Andrew Grice: PM has backing of the Commons – but it won't last
The Labour leader has left himself room to criticise if things turn sour
What a difference a weekend makes. Last Friday, David Cameron was greeted as a hero in the Commons amid the euphoria and surprise over securing a UN resolution to act in Libya.
Yesterday's six-and-a-half hour Commons debate was a much more sober affair. If it looked briefly on Friday that Mr Cameron's first major foreign policy test could boost his standing with a Thatcher-style "Falklands factor", yesterday the dark shadow of Tony Blair's disastrous adventure in Iraq hung over the chamber.
The same MPs who queued up to heap praise on the Prime Minister three days earlier came armed with a long list of tricky questions. Could the military operation target Colonel Gaddafi? What was the end game? What if there is a stalemate in which Gaddafi clings on to power? What was our plan for a post-Gaddafi Libya (we didn't have one for Iraq)? And so on. Wisely, Mr Cameron did not pretend to know them all, admitting: "It is easier to start these things than finish them... There will always be unforeseen consequences".

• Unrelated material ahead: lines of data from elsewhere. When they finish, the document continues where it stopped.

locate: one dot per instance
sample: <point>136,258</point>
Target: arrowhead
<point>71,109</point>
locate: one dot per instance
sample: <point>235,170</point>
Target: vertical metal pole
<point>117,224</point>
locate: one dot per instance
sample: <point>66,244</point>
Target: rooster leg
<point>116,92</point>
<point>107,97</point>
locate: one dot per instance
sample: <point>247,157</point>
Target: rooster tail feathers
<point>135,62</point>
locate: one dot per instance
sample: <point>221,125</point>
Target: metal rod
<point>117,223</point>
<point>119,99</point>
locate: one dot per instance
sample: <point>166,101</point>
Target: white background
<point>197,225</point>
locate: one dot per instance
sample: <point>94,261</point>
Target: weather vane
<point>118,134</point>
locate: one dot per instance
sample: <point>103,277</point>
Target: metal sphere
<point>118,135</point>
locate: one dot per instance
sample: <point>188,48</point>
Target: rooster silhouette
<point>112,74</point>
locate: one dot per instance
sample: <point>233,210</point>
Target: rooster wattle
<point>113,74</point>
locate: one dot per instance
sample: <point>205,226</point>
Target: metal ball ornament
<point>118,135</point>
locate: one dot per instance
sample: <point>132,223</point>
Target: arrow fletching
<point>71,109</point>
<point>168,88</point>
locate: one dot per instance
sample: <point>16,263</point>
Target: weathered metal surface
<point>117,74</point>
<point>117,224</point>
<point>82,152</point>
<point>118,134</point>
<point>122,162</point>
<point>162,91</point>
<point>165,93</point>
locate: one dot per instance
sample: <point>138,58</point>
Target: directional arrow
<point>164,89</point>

For now, Mr Cameron has the overwhelming backing of the Commons. But he knows that could change. Yesterday Ed Miliband was supportive and statesmanlike. Yet the Labour leader has left himself room to criticise if things turn sour. He appears to have learnt from the Tories' gung-ho approach to the Iraq war, which prevented them getting any mileage when it resulted in disaster. Mr Cameron had his doubts then. He enjoys no such luxury now.